Hence when working double-tiered ships monitoring is reliant on stooping, climbing, glimpsing between legs. This leaves lots of guesswork and does not provide acceptable confidence in the true health status of all the animals onboard.
Every day the crew must climb in, do a shuffled stoop throughout these short areas, dodging frightened, running and jumping sheep. They are looking for sick, injured or dead sheep, but often get injured themselves. It’s an unenviable and dangerous job.
In 2015 Australia exported 2.01m sheep, 12,560 (0.62%) died and were thrown into the ocean. In 2014 Australia exported 2.24m sheep, 15,899 (0.71%) sheep died and were thrown into the ocean. Deaths in the feedlots before and after sailing not included.
FYI: The average 4-deck semi trailers people are used to seeing on the road carry about 450 mature sheep. Do the math, seeing one livestock truck rollover and the subsequent injuries and deaths upsets the average person.
At sea we don’t see them dead on the road, we watch as they float past in the ship’s wake.
The inability to identify all ill animals is why we often have to ‘blanket medicate’. This means we see traces of illness; diarrhea on the ground, on a railing, in a trough, but we rarely know who it came from. So soluble medication is placed into the drinking water for diseases such as salmonella. Quite ineffective, poor veterinary practice and simply results in drug residues in the meat to be consumed from these animals upon arrival in their destination countries if not feed-lotted long enough. I try to avoid it.

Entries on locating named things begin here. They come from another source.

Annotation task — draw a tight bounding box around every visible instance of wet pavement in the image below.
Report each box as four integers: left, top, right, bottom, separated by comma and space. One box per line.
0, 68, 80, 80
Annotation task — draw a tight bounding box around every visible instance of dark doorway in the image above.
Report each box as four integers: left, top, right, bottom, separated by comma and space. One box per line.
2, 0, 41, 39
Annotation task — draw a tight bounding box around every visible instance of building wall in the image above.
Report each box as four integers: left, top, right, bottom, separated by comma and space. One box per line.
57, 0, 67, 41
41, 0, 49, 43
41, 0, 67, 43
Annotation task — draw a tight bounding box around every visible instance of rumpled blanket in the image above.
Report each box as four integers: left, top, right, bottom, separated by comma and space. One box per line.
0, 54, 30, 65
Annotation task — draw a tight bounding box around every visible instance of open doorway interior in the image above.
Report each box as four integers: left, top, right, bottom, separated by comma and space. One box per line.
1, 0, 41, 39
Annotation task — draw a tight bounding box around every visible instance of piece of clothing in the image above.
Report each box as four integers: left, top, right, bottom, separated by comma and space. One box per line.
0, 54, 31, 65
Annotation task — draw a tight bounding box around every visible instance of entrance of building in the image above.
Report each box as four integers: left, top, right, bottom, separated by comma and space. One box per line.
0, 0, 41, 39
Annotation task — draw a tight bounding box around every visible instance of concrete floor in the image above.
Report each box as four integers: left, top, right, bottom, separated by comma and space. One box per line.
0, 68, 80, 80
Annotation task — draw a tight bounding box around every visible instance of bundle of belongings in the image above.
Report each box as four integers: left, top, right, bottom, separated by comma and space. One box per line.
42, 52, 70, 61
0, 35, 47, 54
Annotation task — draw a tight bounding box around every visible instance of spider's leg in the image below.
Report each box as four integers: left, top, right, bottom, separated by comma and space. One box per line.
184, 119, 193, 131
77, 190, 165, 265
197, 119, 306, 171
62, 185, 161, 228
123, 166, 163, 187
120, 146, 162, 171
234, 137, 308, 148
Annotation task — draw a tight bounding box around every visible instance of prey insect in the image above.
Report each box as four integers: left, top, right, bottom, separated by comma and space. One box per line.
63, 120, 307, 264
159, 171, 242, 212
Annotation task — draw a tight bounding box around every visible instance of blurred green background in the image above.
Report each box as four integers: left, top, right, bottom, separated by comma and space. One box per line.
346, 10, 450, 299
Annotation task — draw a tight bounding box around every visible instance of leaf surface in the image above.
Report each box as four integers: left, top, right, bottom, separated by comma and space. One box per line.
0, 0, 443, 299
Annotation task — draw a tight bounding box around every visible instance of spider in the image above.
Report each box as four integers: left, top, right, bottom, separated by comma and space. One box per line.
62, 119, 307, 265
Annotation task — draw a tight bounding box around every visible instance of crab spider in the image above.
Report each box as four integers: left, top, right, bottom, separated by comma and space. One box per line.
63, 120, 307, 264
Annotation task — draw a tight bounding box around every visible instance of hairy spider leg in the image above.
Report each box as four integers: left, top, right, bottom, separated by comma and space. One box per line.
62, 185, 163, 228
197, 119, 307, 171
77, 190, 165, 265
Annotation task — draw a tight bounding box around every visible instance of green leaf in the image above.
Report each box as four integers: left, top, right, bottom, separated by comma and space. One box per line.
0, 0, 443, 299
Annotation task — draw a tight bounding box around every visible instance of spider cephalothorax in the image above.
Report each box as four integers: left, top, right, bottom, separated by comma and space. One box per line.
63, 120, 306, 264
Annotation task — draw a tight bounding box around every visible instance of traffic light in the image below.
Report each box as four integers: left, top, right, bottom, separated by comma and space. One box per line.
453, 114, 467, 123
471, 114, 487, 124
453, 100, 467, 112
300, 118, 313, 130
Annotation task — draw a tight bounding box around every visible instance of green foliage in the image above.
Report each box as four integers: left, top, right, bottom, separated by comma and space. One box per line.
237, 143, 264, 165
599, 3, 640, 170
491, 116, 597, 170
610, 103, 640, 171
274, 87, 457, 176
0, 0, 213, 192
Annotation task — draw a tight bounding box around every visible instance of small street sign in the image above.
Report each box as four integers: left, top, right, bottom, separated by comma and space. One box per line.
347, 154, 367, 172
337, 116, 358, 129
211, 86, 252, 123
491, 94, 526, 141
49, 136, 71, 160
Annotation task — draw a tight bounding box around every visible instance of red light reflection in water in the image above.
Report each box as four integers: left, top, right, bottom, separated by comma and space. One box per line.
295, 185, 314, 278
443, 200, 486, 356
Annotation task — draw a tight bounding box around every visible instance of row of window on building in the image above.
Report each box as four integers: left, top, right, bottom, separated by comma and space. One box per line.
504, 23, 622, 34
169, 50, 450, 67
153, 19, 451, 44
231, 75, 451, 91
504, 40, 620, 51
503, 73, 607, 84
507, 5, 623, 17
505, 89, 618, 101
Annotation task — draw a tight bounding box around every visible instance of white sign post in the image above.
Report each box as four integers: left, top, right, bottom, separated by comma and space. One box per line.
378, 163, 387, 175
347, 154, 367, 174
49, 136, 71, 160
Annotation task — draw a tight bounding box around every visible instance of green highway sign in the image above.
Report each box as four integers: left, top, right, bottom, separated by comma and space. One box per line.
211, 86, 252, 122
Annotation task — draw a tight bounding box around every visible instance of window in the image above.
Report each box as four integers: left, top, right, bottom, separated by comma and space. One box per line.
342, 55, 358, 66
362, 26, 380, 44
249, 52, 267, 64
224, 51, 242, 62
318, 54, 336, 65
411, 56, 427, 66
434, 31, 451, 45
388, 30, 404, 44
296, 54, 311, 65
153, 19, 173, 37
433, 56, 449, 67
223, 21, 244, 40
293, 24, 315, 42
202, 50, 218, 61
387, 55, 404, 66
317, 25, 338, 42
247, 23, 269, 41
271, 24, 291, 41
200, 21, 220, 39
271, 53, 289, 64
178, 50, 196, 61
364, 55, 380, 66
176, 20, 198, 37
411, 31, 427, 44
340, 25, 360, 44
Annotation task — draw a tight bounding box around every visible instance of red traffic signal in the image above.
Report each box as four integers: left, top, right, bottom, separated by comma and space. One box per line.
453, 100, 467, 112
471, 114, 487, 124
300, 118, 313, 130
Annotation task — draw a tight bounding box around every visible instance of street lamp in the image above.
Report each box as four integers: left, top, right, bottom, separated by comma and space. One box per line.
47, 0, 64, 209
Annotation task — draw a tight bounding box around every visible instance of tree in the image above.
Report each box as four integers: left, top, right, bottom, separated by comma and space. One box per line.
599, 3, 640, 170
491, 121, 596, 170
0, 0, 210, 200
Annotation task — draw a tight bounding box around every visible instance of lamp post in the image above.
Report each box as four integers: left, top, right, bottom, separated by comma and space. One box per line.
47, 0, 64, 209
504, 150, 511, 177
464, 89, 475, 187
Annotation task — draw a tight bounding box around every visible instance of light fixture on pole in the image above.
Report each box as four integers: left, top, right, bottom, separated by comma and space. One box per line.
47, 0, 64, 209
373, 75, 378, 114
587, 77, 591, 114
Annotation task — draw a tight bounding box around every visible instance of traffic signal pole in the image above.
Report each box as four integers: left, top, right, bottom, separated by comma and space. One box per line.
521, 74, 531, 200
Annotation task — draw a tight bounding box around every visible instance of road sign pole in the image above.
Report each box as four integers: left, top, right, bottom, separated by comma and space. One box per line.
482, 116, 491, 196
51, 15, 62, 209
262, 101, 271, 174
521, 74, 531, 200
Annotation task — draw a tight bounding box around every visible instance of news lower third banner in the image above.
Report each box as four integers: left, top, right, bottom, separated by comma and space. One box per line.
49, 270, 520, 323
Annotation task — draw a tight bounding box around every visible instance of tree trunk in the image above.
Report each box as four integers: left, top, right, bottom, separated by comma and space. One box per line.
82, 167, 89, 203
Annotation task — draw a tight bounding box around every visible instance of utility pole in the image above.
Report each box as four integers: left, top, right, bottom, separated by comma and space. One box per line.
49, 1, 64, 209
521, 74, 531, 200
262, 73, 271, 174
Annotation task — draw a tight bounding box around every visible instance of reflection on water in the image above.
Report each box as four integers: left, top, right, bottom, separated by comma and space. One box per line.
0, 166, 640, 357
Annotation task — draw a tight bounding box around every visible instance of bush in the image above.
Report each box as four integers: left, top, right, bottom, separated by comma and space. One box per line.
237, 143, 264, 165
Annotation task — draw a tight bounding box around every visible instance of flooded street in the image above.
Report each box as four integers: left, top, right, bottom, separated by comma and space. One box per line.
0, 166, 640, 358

As these voyages progress the animals get more fatigued, possibly ill/ less scared of humans. This combination makes determining a sick animal from a well one more difficult as its often their reaction time to our presence that we rely on to determine vitality. Often 100,000 sheep or more are monitored by only one vet and one or two (if lucky) stockmen.
A long haul voyage to somewhere like the Middle East can result in animals barely looking at us as we wander along.
Are they tired, are they sick, you’ll know the next day if they are dead.